Location
- Hilldrop Road Holloway, London, N7 0JG England
- Coordinates: 51°33′11″N 0°07′45″W﻿ / ﻿51.5531°N 0.1292°W

Information
- Type: Community school
- Motto: Believe, belong, become - where dreams inspire futures
- Established: 1907
- Local authority: Islington
- Department for Education URN: 100453 Tables
- Ofsted: Reports
- Head teacher: Alan Streeter
- Gender: Coeducational
- Age: 11 to 16
- Website: www.beaconhigh.org

= Beacon High =

Beacon High is a coeducational secondary school for 11-16-year-olds in the Tufnell Park area, located in the London Borough of Islington, England. Beacon High is a member of the Islington Futures Federation of Community Schools and the Islington Sixth Form Partnership. In the school's most recent Ofsted report, it described the school's leadership and management as Good

==History==
The school was first established in September 1907 by London County Council as a boys' school named Camden Secondary School for Boys.

In 1927, it changed its name to Holloway County Grammar School and then to Holloway Comprehensive School.

==Governance==
In September 2018, the Governing Body was dissolved and the governance of the school was taken over by the expanded federation of Elizabeth Garrett Anderson and Copenhagen Schools. In June 2019, Holloway School was rebranded as Beacon High.
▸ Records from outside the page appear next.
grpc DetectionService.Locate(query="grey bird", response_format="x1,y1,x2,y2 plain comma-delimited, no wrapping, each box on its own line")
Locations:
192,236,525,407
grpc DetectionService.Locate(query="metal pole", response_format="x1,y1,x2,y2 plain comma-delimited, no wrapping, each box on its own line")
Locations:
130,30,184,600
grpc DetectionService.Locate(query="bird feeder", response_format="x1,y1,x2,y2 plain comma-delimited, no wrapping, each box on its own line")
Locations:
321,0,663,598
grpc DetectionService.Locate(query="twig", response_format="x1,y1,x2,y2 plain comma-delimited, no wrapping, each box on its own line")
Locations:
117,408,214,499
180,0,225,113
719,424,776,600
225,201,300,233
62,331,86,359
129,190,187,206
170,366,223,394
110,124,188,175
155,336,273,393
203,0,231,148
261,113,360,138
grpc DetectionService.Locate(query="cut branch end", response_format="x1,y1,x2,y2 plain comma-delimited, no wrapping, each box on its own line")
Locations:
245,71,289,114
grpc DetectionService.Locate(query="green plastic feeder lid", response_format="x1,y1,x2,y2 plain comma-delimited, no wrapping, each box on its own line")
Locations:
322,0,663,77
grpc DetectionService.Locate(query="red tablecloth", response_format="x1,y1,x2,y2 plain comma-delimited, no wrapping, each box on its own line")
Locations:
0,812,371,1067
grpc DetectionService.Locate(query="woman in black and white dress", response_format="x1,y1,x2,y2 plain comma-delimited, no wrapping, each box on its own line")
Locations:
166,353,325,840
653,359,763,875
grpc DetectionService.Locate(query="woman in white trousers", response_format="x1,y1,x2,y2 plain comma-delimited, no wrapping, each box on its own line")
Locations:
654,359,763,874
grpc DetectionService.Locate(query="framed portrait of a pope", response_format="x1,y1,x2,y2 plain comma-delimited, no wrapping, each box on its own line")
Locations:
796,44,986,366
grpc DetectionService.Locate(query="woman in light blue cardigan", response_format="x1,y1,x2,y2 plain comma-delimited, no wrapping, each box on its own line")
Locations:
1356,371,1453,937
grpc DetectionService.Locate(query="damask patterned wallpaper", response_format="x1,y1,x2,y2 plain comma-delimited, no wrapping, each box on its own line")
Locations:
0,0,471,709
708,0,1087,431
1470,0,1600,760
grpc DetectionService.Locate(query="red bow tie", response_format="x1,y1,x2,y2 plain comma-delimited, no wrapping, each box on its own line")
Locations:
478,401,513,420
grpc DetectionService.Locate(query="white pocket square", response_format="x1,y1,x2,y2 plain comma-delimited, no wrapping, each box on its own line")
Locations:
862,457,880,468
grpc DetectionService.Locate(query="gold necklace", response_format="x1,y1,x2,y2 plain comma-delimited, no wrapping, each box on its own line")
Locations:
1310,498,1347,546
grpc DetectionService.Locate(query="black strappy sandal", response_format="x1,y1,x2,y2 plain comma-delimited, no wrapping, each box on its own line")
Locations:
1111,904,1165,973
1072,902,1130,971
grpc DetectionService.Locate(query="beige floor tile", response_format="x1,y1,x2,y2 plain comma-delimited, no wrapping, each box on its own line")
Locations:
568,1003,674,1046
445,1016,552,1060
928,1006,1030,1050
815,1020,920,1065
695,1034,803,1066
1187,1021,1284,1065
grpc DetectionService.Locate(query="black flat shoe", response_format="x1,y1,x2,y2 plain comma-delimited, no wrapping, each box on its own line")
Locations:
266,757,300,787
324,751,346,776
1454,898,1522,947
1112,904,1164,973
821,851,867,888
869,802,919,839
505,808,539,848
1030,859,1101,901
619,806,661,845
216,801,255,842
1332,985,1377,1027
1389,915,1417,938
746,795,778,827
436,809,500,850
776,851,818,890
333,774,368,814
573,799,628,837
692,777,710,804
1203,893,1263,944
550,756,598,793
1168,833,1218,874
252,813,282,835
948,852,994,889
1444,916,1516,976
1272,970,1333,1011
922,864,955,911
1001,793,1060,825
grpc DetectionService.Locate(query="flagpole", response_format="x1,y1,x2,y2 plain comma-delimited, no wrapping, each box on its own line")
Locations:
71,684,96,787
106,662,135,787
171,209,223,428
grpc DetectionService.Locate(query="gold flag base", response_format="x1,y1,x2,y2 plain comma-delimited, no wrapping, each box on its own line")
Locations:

Islington Futures was a federation of four community schools: EGA, Beacon High School, Copenhagen Primary School and Vittoria Primary School and was established in September 2018. Jo Dibb was the Executive Headteacher of the Islington Futures Federation. The Federation was disbanded in December 2023.

In June 2025, Beacon High launched consultation on proposals to join the Lift Schools group of schools as an academy.

==Present==
Beacon High offers GCSEs as programmes of study for pupils. Although the school does not operate its own sixth form, graduating pupils are guaranteed a place at City and Islington College through the City and Islington Sixth Form Consortium.

Alan Streeter has been the school's Headteacher since 2018, having previously served as interim Head at the former Holloway School.